What I've tried till now
It does the job but is a bit slow as it parses the file 256 times
calculateFrequency :: L.ByteString -> [(Word8, Int64)] calculateFrequency f = foldl (\acc x -> (x, L.count x f):acc) [] [255, 254.. 0]
I have also tried using Data.Map but the program runs out of memory (in ghc interpreter).
import qualified Data.ByteString.Lazy as L import qualified Data.Map as M calculateFrequency' :: L.ByteString -> [(Word8, Int64)] calculateFrequency' xs = M.toList $ L.foldl' (\m word -> M.insertWith (+) word 1 m) (M.empty) xs
Here's an implementation using mutable, unboxed vectors instead of higher level constructs. It also uses conduit
for reading the file to avoid lazy I/O.
import Control.Monad.IO.Class
import qualified Data.ByteString as S
import Data.Conduit
import Data.Conduit.Binary as CB
import qualified Data.Conduit.List as CL
import qualified Data.Vector.Unboxed.Mutable as VM
import Data.Word (Word8)
type Freq = VM.IOVector Int
newFreq :: MonadIO m => m Freq
newFreq = liftIO $ VM.replicate 256 0
printFreq :: MonadIO m => Freq -> m ()
printFreq freq =
liftIO $ mapM_ go [0..255]
where
go i = do
x <- VM.read freq i
putStrLn $ show i ++ ": " ++ show x
addFreqWord8 :: MonadIO m => Freq -> Word8 -> m ()
addFreqWord8 f w = liftIO $ do
let index = fromIntegral w
oldCount <- VM.read f index
VM.write f index (oldCount + 1)
addFreqBS :: MonadIO m => Freq -> S.ByteString -> m ()
addFreqBS f bs =
loop (S.length bs - 1)
where
loop (-1) = return ()
loop i = do
addFreqWord8 f (S.index bs i)
loop (i - 1)
-- | The main entry point.
main :: IO ()
main = do
freq <- newFreq
runResourceT
$ sourceFile "random"
$$ CL.mapM_ (addFreqBS freq)
printFreq freq
I ran this on 500MB of random data and compared with @josejuan's UArray-based answer:
- conduit based/mutable vectors: 1.006s
- UArray: 17.962s
I think it should be possible to keep much of the elegance of josejuan's high-level approach yet keep the speed of the mutable vector implementation, but I haven't had a chance to try implementing something like that yet.
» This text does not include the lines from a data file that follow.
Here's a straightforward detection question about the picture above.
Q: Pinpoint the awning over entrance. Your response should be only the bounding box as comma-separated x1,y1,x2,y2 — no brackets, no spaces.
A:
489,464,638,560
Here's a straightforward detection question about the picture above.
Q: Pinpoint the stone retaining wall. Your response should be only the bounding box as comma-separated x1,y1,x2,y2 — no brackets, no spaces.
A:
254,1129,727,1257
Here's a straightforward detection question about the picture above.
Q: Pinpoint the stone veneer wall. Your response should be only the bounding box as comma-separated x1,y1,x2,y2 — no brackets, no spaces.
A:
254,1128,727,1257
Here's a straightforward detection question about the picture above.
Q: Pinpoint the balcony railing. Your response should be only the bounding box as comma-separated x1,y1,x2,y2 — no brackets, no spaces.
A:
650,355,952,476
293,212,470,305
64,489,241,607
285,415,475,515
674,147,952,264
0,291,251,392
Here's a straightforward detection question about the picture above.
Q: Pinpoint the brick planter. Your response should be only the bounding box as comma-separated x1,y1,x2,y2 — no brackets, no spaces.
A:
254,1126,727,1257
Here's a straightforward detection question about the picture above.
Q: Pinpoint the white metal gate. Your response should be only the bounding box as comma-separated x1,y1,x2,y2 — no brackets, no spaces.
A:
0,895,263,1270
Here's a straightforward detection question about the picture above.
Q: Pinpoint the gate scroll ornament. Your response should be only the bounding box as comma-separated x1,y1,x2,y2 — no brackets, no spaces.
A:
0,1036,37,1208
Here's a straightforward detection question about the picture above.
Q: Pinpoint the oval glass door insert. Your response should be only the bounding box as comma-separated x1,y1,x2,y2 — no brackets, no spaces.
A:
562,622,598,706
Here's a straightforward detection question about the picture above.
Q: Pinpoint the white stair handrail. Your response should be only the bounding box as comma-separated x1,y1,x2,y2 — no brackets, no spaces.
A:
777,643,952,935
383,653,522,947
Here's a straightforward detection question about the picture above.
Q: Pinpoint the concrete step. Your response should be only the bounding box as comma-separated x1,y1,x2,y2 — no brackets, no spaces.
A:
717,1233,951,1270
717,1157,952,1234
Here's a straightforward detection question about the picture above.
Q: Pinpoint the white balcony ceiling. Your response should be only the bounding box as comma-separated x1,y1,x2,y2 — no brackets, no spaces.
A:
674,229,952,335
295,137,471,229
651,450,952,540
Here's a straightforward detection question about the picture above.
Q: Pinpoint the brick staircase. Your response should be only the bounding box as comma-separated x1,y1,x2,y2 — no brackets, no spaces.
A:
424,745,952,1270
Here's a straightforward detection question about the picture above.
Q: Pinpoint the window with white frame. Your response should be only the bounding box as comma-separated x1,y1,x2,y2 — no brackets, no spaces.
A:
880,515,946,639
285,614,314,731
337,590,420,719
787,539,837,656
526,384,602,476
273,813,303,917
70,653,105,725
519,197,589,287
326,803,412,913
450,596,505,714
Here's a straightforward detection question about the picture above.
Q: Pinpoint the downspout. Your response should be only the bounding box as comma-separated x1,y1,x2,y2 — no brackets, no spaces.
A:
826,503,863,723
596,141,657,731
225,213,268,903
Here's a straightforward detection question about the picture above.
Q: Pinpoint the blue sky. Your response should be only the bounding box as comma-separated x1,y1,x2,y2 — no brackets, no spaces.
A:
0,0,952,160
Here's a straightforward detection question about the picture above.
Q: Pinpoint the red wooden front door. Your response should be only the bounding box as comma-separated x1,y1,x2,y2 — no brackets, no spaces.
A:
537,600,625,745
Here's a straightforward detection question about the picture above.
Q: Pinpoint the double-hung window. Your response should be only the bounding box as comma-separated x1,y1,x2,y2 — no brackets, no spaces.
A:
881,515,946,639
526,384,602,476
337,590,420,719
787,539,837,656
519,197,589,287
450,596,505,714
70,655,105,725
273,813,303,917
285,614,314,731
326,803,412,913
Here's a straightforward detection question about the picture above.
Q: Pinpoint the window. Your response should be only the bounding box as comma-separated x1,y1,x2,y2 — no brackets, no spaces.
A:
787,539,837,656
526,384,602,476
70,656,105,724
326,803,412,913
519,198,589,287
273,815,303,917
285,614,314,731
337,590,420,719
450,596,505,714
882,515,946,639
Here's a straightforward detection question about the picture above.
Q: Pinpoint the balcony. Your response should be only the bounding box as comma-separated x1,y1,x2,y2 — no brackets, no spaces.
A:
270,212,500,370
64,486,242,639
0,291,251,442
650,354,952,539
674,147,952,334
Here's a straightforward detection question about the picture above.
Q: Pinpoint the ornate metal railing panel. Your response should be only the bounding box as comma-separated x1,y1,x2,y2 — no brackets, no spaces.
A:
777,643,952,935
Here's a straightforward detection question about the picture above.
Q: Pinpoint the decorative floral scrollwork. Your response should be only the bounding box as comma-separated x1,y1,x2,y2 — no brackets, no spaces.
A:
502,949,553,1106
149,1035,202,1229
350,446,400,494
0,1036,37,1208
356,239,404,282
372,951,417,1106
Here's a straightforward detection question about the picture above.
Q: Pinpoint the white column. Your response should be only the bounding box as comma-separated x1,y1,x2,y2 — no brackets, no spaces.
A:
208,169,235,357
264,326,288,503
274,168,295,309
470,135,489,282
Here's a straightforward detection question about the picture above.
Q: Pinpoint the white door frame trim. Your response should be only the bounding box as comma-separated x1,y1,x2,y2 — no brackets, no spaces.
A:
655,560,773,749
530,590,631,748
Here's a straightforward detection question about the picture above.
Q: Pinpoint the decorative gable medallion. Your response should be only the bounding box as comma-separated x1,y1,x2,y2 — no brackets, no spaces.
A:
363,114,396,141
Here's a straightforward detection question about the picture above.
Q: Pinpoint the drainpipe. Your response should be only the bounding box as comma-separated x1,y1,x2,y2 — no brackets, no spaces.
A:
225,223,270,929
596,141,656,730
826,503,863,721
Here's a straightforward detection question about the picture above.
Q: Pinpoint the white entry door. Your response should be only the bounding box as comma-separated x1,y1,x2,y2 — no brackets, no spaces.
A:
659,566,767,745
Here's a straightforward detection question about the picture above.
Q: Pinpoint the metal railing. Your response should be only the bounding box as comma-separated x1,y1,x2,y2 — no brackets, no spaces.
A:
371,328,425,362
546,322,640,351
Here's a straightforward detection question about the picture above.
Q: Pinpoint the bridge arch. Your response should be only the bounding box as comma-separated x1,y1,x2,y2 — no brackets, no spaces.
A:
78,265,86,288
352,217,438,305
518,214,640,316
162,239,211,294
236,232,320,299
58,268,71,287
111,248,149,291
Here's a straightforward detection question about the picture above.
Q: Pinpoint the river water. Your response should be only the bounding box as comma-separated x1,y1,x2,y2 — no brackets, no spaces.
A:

Also, note that with some general purpose helper functions (like Data.ByteString.mapM or Data.Conduit.Binary.mapM) the implementation could be significantly simpler without affecting performance.
You can play with this implementation on FP Haskell Center as well.
EDIT: I added one of those missing functions to conduit
and cleaned up the code a bit; it now looks like the following:
import Control.Monad.Trans.Class (lift)
import Data.ByteString (ByteString)
import Data.Conduit (Consumer, ($$))
import qualified Data.Conduit.Binary as CB
import qualified Data.Vector.Unboxed as V
import qualified Data.Vector.Unboxed.Mutable as VM
import System.IO (stdin)
freqSink :: Consumer ByteString IO (V.Vector Int)
freqSink = do
freq <- lift $ VM.replicate 256 0
CB.mapM_ $ \w -> do
let index = fromIntegral w
oldCount <- VM.read freq index
VM.write freq index (oldCount + 1)
lift $ V.freeze freq
main :: IO ()
main = (CB.sourceHandle stdin $$ freqSink) >>= print
The only difference in functionality is how the frequency is printed.
这篇关于字符的频率的文章就介绍到这了,希望我们推荐的答案对大家有所帮助,也希望大家多多支持IT屋!